The nurse got Amy a cool compress for her forehead, and the doula held her hand and distracted her with conversation as the family-medicine physician quickly performed the procedure, then inserted an IUD. The whole thing took no more than five minutes, and Amy did not seem terribly uncomfortable.
Soon Amy was reclining in a soft recovery-room chair, warm packs soothing her back and abdomen. She looked relieved.
“What did you mean before, that you feel bad?” I asked.
“I think he’s mad,” she said vaguely, her eyes growing sad.
“Your boyfriend?”
She nodded. “I think he wanted the baby, to keep me around.”
“What do you mean?”
“We haven’t been doing so well,” she said. “He’s an actor; he’s always off performing. He gets a lot of attention from other women, but he’s very jealous whenever I talk to any man. We’ve been fighting a lot.”
“Ah,” I said. Understanding began to dawn. “Are you thinking of leaving him?”
“Yes, and I have my son to think about. I can’t have another baby right now,” she said firmly.

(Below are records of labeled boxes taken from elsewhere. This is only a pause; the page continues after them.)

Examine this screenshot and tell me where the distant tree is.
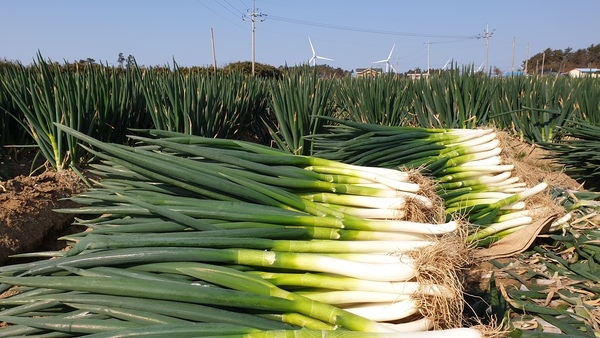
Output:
[117,52,125,68]
[126,54,135,68]
[522,44,600,73]
[223,61,281,78]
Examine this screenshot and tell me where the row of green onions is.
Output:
[310,117,547,246]
[0,126,490,337]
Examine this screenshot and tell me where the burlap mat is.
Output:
[474,215,558,260]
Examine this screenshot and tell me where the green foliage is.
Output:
[336,74,415,125]
[523,44,600,74]
[223,61,281,79]
[540,120,600,191]
[137,64,266,138]
[269,70,334,155]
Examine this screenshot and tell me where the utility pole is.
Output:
[483,25,494,72]
[210,27,217,73]
[525,42,529,74]
[427,39,431,75]
[243,0,267,75]
[510,36,517,75]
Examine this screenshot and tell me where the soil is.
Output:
[0,133,581,265]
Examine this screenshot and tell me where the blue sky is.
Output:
[0,0,600,72]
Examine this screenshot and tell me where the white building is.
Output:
[567,68,600,77]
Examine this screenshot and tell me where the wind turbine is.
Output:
[442,58,453,70]
[373,44,396,73]
[308,36,335,66]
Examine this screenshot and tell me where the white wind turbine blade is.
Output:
[308,36,317,66]
[308,36,335,66]
[385,44,396,61]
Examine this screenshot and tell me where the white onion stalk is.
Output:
[239,328,484,338]
[446,132,499,147]
[456,155,502,168]
[295,290,410,305]
[327,254,418,264]
[341,298,419,322]
[255,271,453,297]
[321,203,406,219]
[305,165,420,192]
[300,193,406,208]
[234,250,417,282]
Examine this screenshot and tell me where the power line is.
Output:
[269,15,479,40]
[243,0,267,75]
[196,0,244,26]
[217,0,244,16]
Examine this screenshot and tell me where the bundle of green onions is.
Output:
[0,126,481,337]
[310,117,547,246]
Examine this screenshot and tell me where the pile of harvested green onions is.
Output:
[0,126,492,337]
[310,117,547,246]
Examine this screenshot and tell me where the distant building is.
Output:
[504,71,527,77]
[352,68,383,77]
[406,73,429,80]
[567,68,600,77]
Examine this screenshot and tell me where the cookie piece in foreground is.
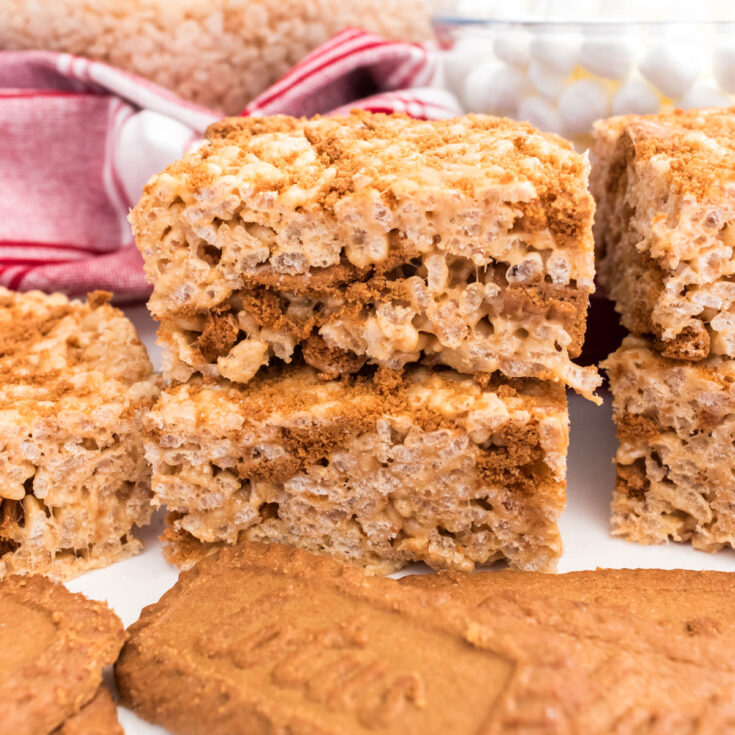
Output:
[116,543,735,735]
[0,289,158,579]
[130,112,599,397]
[602,336,735,551]
[145,367,568,573]
[399,569,735,645]
[590,108,735,360]
[0,575,125,735]
[53,686,125,735]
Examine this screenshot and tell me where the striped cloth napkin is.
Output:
[0,29,460,301]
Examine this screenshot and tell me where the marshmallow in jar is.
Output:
[436,0,735,148]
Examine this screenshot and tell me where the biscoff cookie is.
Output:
[53,686,125,735]
[400,569,735,645]
[130,112,599,397]
[116,543,735,735]
[0,575,125,735]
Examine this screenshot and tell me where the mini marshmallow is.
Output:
[462,61,526,117]
[639,43,700,98]
[613,78,659,115]
[493,29,531,69]
[712,43,735,94]
[440,33,494,90]
[559,79,610,135]
[518,95,562,133]
[528,61,564,99]
[677,84,730,110]
[579,34,637,79]
[530,29,582,76]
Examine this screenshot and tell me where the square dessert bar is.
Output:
[146,367,568,573]
[591,108,735,360]
[602,336,735,551]
[130,113,599,396]
[0,289,158,579]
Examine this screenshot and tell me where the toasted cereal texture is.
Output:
[602,336,735,551]
[590,108,735,360]
[116,543,735,735]
[53,686,125,735]
[0,289,159,579]
[0,0,432,115]
[400,569,735,645]
[0,575,125,735]
[130,112,599,396]
[145,368,568,574]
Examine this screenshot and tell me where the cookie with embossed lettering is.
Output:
[116,543,735,735]
[0,576,125,735]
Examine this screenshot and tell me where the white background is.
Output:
[72,306,735,735]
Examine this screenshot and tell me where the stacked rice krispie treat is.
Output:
[131,113,599,572]
[0,289,159,579]
[592,108,735,551]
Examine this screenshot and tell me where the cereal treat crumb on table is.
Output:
[602,336,735,551]
[0,289,159,579]
[130,113,599,396]
[590,108,735,360]
[146,367,568,574]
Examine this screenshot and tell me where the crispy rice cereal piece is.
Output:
[602,336,735,551]
[146,368,568,574]
[0,575,125,735]
[130,112,599,397]
[591,108,735,360]
[0,289,158,579]
[116,543,735,735]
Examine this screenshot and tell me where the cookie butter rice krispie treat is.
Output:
[0,289,158,579]
[0,0,432,115]
[130,113,599,396]
[146,367,568,573]
[591,108,735,360]
[602,336,735,551]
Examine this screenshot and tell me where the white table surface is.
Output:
[67,306,735,735]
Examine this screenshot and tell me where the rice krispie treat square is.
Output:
[602,336,735,551]
[591,108,735,360]
[0,289,159,579]
[130,112,599,396]
[146,368,568,574]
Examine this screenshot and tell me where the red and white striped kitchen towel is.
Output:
[0,29,460,301]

Ah. I got it. Amy was already a single mom to her son. She didn’t want to be in the same situation with a second child.
My heart filled, thinking about this decision she’d had to make. I felt honored that she’d confided in me. And I wondered how my grandma had felt, making this decision a half-century earlier. Looking ahead, I hoped that I would be able to help women like them in my future practice.
I squeezed Amy’s hand.
“Thank you for letting me shadow you,” I said, then stood to go.
Amy smiled and waved goodbye.
Leaving the room, I glanced back one last time. Amy’s eyes were closed. She seemed at peace.
I thought I’d go home and call my grandma.